The Gospel Of Ephron: What Amy Poehler And Lena Dunham's Books Have In Common

How The Female Celebrity Memoir Turned Into Feminist Self-Help
BEVERLY HILLS, CA - OCTOBER 20: Actress Amy Poehler speaks onstage at ELLE's 21st Annual Women in Hollywood Celebration at the Four Seasons Hotel on October 20, 2014 in Beverly Hills, California. (Photo by Michael Buckner/Getty Images for ELLE)
BEVERLY HILLS, CA - OCTOBER 20: Actress Amy Poehler speaks onstage at ELLE's 21st Annual Women in Hollywood Celebration at the Four Seasons Hotel on October 20, 2014 in Beverly Hills, California. (Photo by Michael Buckner/Getty Images for ELLE)
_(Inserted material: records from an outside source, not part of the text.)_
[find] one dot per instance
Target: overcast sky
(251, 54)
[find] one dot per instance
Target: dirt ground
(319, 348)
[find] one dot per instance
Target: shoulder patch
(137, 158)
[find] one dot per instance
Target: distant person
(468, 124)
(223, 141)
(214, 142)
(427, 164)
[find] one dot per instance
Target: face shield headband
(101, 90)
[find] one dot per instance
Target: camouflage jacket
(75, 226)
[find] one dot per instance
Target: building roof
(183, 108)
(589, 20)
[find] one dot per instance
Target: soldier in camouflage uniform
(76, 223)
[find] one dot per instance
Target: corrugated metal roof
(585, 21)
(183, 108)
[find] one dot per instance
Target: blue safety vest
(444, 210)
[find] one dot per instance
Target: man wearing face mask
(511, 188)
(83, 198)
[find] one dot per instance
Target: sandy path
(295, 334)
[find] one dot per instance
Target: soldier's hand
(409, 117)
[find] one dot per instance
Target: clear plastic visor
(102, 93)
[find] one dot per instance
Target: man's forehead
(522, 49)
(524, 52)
In a New York Times profile a few years ago, Mindy Kaling expressed her irritation at the “media’s tendency to define funny women in relation to one another, as if they’re all competing in a game of musical chairs.” So when I sat down to my pile of celebrity memoirs or pseudo-memoirs–Kaling’s, Fey’s, and Lena Dunham’s, topped by Amy Poehler’s forthcoming contribution to the genre–I was anxious not to put a group of talented women into one narrow bracket. Even calling the female celebrity memoir a genre felt unjust (Kaling’s introduction, a facetious FAQ, includes “Why isn’t this more like Tina Fey’s book?”). In addition, I began the reading on the offense against my worst instincts. If you want to conduct a sociological experience with a sample size of one, pull out a NYT bestseller by a female celebrity on the bus and see how it makes you feel. If you’re me, it might make you feel a little bit “basic,” and that doesn’t feel great, either about yourself, or about society.

While I think there was a noble instinct behind my early wariness, I have to laugh at it now that I’ve a) tallied the advances received by each of these women for their work and b) read the books. When the preface to Amy Poehler’s “Yes Please” explicitly reveals that her writing process involved rereading “wonderful books by wonderful women,” including Mindy Kaling’s “Is Everyone Hanging Out Without Me,” Lena Dunham’s “Not That Kind of Girl” and Tina Fey’s “Bossypants,” these books can fairly be considered part of one artistic inheritance. This is an inheritance over which, for better or worse, the ghost of Nora Ephron confidently presides.